Deputados aliados de Luiz Inácio Lula da Silva desembarcaram nesta semana em Washington com o objetivo de ampliar interlocução com parlamentares democratas. A comitiva busca apresentar uma narrativa alternativa à que vem ganhando espaço nos EUA em relação ao Brasil, especialmente diante de tensões bilaterais em torno de questões estratégicas. A viagem é organizada junto à Washington Brazil Office (WBO).
O grupo reúne Jandira Feghali (PCdoB-RJ), Pedro Uczai (PT-SC), Pedro Campos (PSB-PE) e André Janones (Rede-MG). A missão prioriza o diálogo com congressistas democratas e organismos internacionais, para discutir cooperação em áreas como combate ao crime organizado, inteligência financeira e tráfico internacional de armas. Também aguardam retorno para uma possível reunião com o Departamento de Estado.
Na pauta externa, as autoridades dos EUA classificaram facções criminosas brasileiras como organizações terroristas, o que pode impactar a relação econômica. Investigação norte-americana de tarifas pode chegar a 37,5% sobre produtos brasileiros, conforme avaliações do governo brasileiro.
Mudanças no cenário
Nesta semana, o Departamento de Estado indicou que o Brasil não figura entre os países considerados “amigáveis” aos EUA, o que alimenta o debate sobre alinhamentos estratégicos entre os dois países. A comitiva pretende evitar que a narrativa sobre o Brasil em Washington fique monopolizada por aliados de Bolsonaro.

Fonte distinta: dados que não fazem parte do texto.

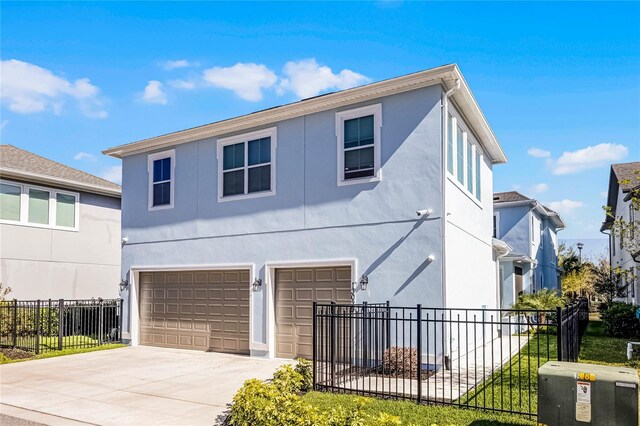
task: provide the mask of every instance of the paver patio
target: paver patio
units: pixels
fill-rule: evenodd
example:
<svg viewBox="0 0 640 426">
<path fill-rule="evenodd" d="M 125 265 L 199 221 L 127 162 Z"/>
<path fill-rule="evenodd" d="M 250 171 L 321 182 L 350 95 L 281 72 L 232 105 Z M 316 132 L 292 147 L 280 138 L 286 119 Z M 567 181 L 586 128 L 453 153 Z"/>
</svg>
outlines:
<svg viewBox="0 0 640 426">
<path fill-rule="evenodd" d="M 0 366 L 0 412 L 45 424 L 216 424 L 285 360 L 126 347 Z"/>
</svg>

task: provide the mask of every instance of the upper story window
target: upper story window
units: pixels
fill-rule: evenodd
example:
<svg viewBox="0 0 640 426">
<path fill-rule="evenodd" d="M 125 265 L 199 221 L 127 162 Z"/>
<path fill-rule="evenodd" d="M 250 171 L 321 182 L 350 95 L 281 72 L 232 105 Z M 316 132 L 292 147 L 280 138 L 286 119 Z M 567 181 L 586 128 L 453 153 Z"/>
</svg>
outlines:
<svg viewBox="0 0 640 426">
<path fill-rule="evenodd" d="M 218 140 L 218 200 L 273 195 L 275 127 Z"/>
<path fill-rule="evenodd" d="M 0 181 L 0 222 L 39 228 L 78 230 L 75 192 Z"/>
<path fill-rule="evenodd" d="M 336 113 L 338 185 L 380 180 L 381 104 Z"/>
<path fill-rule="evenodd" d="M 482 152 L 460 121 L 447 115 L 447 172 L 451 181 L 477 201 L 482 200 Z"/>
<path fill-rule="evenodd" d="M 173 149 L 149 155 L 149 210 L 173 207 L 175 159 Z"/>
</svg>

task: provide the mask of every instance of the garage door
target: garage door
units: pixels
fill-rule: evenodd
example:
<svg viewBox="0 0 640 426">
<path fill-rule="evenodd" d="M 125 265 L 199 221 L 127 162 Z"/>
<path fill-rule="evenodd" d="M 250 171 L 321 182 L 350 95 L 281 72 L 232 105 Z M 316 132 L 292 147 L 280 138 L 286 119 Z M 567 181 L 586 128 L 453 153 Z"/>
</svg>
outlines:
<svg viewBox="0 0 640 426">
<path fill-rule="evenodd" d="M 140 343 L 249 353 L 249 271 L 140 273 Z"/>
<path fill-rule="evenodd" d="M 351 268 L 276 270 L 276 356 L 311 358 L 312 303 L 351 303 Z"/>
</svg>

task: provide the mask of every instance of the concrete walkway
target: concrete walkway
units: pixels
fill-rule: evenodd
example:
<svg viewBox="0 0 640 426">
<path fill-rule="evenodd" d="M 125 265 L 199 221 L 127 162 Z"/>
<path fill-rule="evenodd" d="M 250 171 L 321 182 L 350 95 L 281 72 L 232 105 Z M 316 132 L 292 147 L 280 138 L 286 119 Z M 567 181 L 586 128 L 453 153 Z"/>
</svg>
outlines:
<svg viewBox="0 0 640 426">
<path fill-rule="evenodd" d="M 285 363 L 140 346 L 2 365 L 2 424 L 218 424 L 245 380 Z"/>
</svg>

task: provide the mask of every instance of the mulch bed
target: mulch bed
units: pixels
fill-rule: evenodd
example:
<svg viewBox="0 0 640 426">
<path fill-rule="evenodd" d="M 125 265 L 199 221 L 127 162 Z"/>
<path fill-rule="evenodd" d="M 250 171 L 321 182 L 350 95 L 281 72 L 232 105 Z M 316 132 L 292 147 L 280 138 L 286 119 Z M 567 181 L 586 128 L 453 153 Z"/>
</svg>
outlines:
<svg viewBox="0 0 640 426">
<path fill-rule="evenodd" d="M 0 348 L 0 353 L 11 359 L 25 359 L 33 358 L 35 356 L 33 352 L 27 352 L 23 351 L 22 349 L 15 348 Z"/>
</svg>

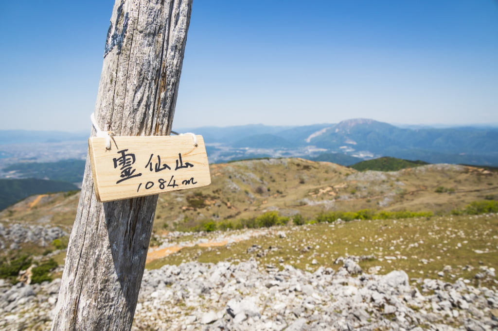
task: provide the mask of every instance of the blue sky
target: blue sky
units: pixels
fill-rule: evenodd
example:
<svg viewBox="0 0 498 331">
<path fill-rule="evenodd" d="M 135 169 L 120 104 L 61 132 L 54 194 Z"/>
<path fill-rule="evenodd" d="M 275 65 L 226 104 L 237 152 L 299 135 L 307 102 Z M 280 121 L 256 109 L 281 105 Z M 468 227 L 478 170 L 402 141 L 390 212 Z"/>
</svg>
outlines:
<svg viewBox="0 0 498 331">
<path fill-rule="evenodd" d="M 89 130 L 113 1 L 0 5 L 0 129 Z M 498 125 L 497 0 L 194 0 L 174 128 Z"/>
</svg>

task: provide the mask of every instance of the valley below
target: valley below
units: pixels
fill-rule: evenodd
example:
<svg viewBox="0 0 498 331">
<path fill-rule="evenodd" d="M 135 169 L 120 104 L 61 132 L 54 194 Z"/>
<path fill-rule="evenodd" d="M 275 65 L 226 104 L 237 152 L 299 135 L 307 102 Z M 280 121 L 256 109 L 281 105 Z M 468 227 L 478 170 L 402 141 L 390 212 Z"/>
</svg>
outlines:
<svg viewBox="0 0 498 331">
<path fill-rule="evenodd" d="M 497 172 L 301 159 L 210 171 L 208 186 L 159 196 L 132 330 L 498 328 Z M 50 329 L 79 198 L 0 212 L 2 267 L 56 262 L 39 282 L 0 279 L 1 330 Z"/>
</svg>

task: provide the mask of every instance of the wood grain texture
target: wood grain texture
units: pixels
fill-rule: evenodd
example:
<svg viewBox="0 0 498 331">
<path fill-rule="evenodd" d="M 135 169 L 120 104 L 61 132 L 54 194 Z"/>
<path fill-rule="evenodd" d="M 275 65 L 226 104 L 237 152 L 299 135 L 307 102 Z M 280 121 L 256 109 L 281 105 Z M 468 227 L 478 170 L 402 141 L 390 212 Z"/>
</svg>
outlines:
<svg viewBox="0 0 498 331">
<path fill-rule="evenodd" d="M 95 109 L 101 129 L 169 134 L 191 6 L 192 0 L 117 0 Z M 131 329 L 157 200 L 99 202 L 87 157 L 52 330 Z"/>
<path fill-rule="evenodd" d="M 197 136 L 113 137 L 89 139 L 94 187 L 101 202 L 209 185 L 204 140 Z"/>
</svg>

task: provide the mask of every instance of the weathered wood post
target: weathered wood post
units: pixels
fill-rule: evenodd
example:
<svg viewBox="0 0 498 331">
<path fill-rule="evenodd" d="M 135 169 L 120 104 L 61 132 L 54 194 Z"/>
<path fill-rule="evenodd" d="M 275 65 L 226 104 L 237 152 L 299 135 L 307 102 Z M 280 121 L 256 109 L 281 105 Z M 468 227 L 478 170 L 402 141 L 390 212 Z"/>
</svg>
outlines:
<svg viewBox="0 0 498 331">
<path fill-rule="evenodd" d="M 116 0 L 95 110 L 101 129 L 169 134 L 191 6 Z M 52 330 L 131 327 L 157 195 L 102 203 L 93 184 L 87 157 Z"/>
</svg>

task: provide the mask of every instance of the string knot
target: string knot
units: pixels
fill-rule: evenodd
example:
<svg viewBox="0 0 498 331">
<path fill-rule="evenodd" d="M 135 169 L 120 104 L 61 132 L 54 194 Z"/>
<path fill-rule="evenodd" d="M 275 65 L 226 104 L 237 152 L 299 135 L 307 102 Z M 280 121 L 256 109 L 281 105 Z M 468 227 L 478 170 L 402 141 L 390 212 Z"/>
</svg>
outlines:
<svg viewBox="0 0 498 331">
<path fill-rule="evenodd" d="M 174 135 L 176 135 L 177 136 L 192 136 L 192 139 L 194 140 L 194 146 L 197 147 L 197 137 L 195 135 L 195 133 L 192 133 L 192 132 L 185 132 L 185 133 L 178 133 L 174 131 L 171 131 L 171 133 Z"/>
<path fill-rule="evenodd" d="M 111 149 L 111 136 L 114 134 L 112 131 L 103 131 L 99 127 L 99 124 L 97 123 L 97 120 L 95 119 L 95 113 L 92 113 L 92 115 L 90 115 L 90 119 L 92 120 L 92 124 L 93 124 L 94 127 L 95 128 L 95 130 L 97 131 L 97 134 L 96 135 L 97 137 L 106 137 L 106 149 L 110 150 Z"/>
</svg>

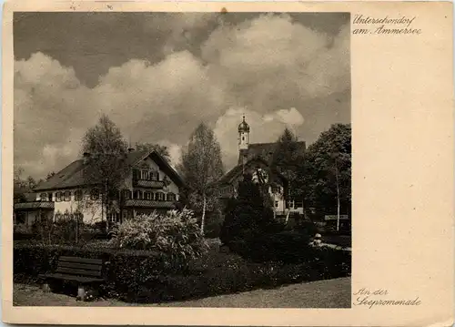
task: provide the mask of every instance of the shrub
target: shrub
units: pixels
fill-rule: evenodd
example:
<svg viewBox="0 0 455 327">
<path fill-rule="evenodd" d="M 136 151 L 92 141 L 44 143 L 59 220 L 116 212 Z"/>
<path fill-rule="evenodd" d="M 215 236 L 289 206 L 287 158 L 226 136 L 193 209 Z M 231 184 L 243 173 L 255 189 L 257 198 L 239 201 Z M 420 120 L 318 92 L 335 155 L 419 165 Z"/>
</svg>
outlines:
<svg viewBox="0 0 455 327">
<path fill-rule="evenodd" d="M 318 229 L 314 222 L 303 219 L 297 220 L 295 230 L 310 237 L 313 237 L 317 233 L 320 232 L 320 229 Z"/>
<path fill-rule="evenodd" d="M 119 249 L 150 250 L 171 260 L 187 261 L 207 249 L 193 212 L 172 210 L 166 215 L 142 215 L 119 225 L 111 244 Z"/>
<path fill-rule="evenodd" d="M 32 225 L 35 240 L 44 244 L 75 244 L 82 240 L 84 224 L 73 218 L 62 218 L 53 220 L 52 218 L 41 217 Z"/>
<path fill-rule="evenodd" d="M 231 199 L 225 209 L 220 240 L 229 248 L 239 240 L 270 233 L 282 229 L 266 205 L 258 185 L 244 180 L 238 185 L 238 197 Z"/>
</svg>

Janones criticou a percepção de que a aproximação entre a família Bolsonaro e a Casa Branca seria favorável apenas para ganhos superficiais. O deputado afirmou que o campo progressista subutilizou a leitura sobre esse movimento e que a atuação pode render resultados mais substanciais.
Propostas em pauta
Entre as propostas a serem apresentadas está um documento que descreve mecanismos de cooperação bilaterais, incluindo rastreamento de recursos financeiros, combate à lavagem de dinheiro, intercâmbio de informações entre órgãos de investigação e cooperação no combate a crimes transnacionais. O grupo afirma que a cooperação deve prevalecer sobre posturas unilaterais.